As we set out from Whitehorse the weather immediately took a turn for the worse. It cooled off to just above freezing and started raining profusely. Oh well, I knew it would be coming at some point – well, here it is!
It continued to pour all the way to Haines Junction. About every 10 minutes my riding ‘partner’ decided he needed to stop to change layers, add layers, monkey with his GPS, etc, etc. Over the course of the day this would add three, yes three, hours to the day. This combined with relentless bitching and whining about being cold. Dude! It’s the Arctic, what did you expect? Needless to say I was fine but our pace slowed and slowed.
A bit disappointing that the weather had socked in at Kluane National Park. It looks absolutely stunning but was hard to see through the thick veil of fog, sleet and rain. I’ll see if I have better luck on the way back down to try this area again in better weather.
We stopped for an almost two hour lunch in Destruction Bay. Two hours? Ouch! Someone, who shall remain nameless was cold. I had some great discussions with a feller from Nova Scotia (another teacher – retired, notice a theme with the travelers?). This is his third trip across Canada on his old 80s Goldwing. He had been separated from his riding partners and they really disappeared. No one, including the RCMP could find them – he’d been calling for two days. Apparently they passed each other and they were now almost a day’s ride ahead. They were soon to be reunited.
Also talked with a group from South America who were riding bottom to top of the two continents. Talk about a long journey. There was also a nice feller from Ontario who was coming back down from Inuvik and the Dempster, also on a KLR, so he said I’d be just fine! 😉
The ALCAN is another story altogether. I’d hardly call this a ‘highway’ anymore. It looks like it was built in WWII. It’s a complete disaster. They are patching it to keep it useable. Unfortunately, rain, sleet, mud and a newly excavated highway are not a good combination. It was slippery and in spots quite treacherous. As we approach one of the many tens of kilometers of road work we were greeted with an ambulance rushing someone out and followed shortly thereafter by their bike on a tow truck. Not exactly the sign I was hoping for. Apparently, according to the road crew, they were ‘seriously hurt’ and were almost medi-vac’d off the highway. Yikes.
While it was slow going and there were a few hair-raising moments here and there the journey through was a success. There were certainly some ‘check your shorts’ moments. Almost 100 kilometers of broken road, mud and frost heaves but we made it successfully.

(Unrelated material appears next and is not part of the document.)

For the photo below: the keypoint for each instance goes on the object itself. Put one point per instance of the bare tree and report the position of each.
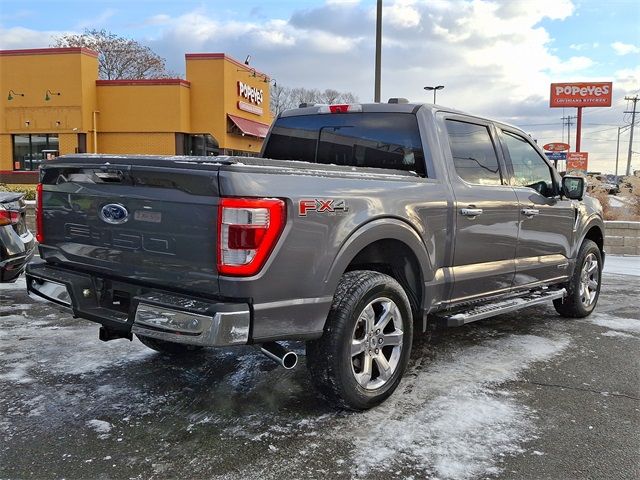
(279, 99)
(118, 57)
(283, 98)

When we got to Beaver Creek we took a rest, again. Got some fuel and my ‘partner’ discussed just stopping there for the day. Um, no. Tok is the destination and the difficult riding was done. Again, another step towards the beginning of the end. This combined with a flippant remark from me that ‘better be prepared for our Canadian summer’ – didn’t go over well.

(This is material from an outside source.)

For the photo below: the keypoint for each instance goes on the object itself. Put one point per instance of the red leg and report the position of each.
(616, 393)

Crossing the border was a cinch and from that point on my ‘partner’ took off, never to be seen again. I couldn’t believe it. I’d waited for half the day for him while he was cold but when we got on to the nice paved roads again he left me in the dust. In retrospect this was a good thing since he never stopped for a picture, to check out historical sites or anything. I’ll be better off going forward. Not sure why so many riders are bent on speeding through their vacation, oh well.

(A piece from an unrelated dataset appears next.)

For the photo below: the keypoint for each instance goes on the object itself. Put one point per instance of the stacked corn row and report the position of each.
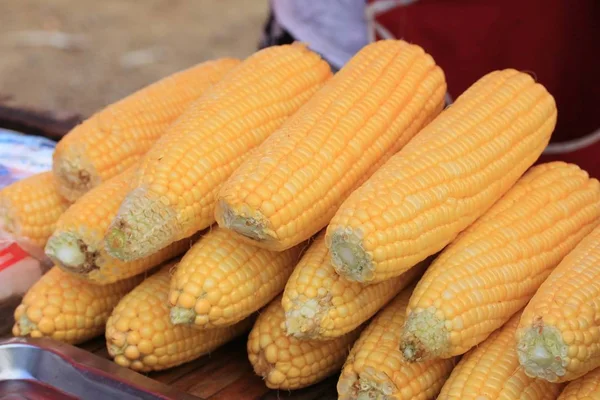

Even with the extra hour I gained by crossing the border into Alaska I got into a room at 8:30. 9:30am to 8:30 pm for a half-day ride. Ouch! I stayed at Fast Eddy’s Motel and Restaurant. It was seventies chic but very clean and well looked after. A great place to crash for the day. I was completely exhausted from the tough roads, weather and ‘company’. Tomorrow will be a completely different ride. Off to Valdez.